JIT process is covered in the nvcc documentation:
[url]http://docs.nvidia.com/cuda/cuda-compiler-driver-nvcc/index.html#just-in-time-compilation[/url]
I acknowledge that that does not provide a detailed answer to “By what mechanism does the driver compile the PTX into SASS then?”
The best I can offer is that there is a tool/codepath in the driver that detects at runtime that a particular GPU binary contains PTX but not SASS, and follows a codepath similar to what is contained in the ptxas tool to generate suitable SASS on the fly.
If you require a more detailed description, I don’t have it and don’t know where to find it.

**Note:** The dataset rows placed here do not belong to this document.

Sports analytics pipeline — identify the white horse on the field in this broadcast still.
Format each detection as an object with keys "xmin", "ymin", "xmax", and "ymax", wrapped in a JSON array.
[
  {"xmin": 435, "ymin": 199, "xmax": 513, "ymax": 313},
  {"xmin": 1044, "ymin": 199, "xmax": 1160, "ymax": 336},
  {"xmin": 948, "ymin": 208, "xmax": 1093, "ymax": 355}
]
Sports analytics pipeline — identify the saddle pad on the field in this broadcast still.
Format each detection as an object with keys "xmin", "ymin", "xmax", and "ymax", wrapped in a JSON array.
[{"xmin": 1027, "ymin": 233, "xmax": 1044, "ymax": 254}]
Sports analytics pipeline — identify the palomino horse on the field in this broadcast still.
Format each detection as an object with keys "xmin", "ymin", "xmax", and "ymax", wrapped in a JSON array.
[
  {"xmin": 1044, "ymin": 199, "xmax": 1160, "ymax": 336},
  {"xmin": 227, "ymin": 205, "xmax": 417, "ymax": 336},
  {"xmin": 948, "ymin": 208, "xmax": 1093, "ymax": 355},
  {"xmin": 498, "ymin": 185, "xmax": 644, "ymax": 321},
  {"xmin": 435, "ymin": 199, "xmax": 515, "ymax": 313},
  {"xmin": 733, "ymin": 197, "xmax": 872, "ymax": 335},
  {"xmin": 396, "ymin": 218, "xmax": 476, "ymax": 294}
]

A few other comments not directly related to your question:
JIT compilation involves conversion of PTX into SASS, and it is always handled by the GPU driver.
Based on that statement, then, we can assume that different drivers may produce different SASS, for otherwise identical inputs, in a JIT-compilation scenario.
When we compare JIT-produced SASS vs. SASS produced by nvcc (as a result of specification of the target architecture for code generation), the SASS produced by nvcc uses a separate tool called ptxas (you can find ptxas on your machine - it is a separate compiler/assembler in /usr/local/cuda/bin on an ordinary linux install), whereas the SASS produced by JIT compilation is generated by the driver itself (i.e. not by ptxas - ptxas is installed by the CUDA toolkit installer, and it is not necessary to be present on a machine to support JIT compilation - only the driver is required).
Therefore, since the generating code is the driver in one case (via a codepath like ptxas embedded in the driver), and explicitly by the installed ptxas tool in the other case, we can assume that the generated SASS may be different, and, again, there are no stated claims in the CUDA documentation otherwise.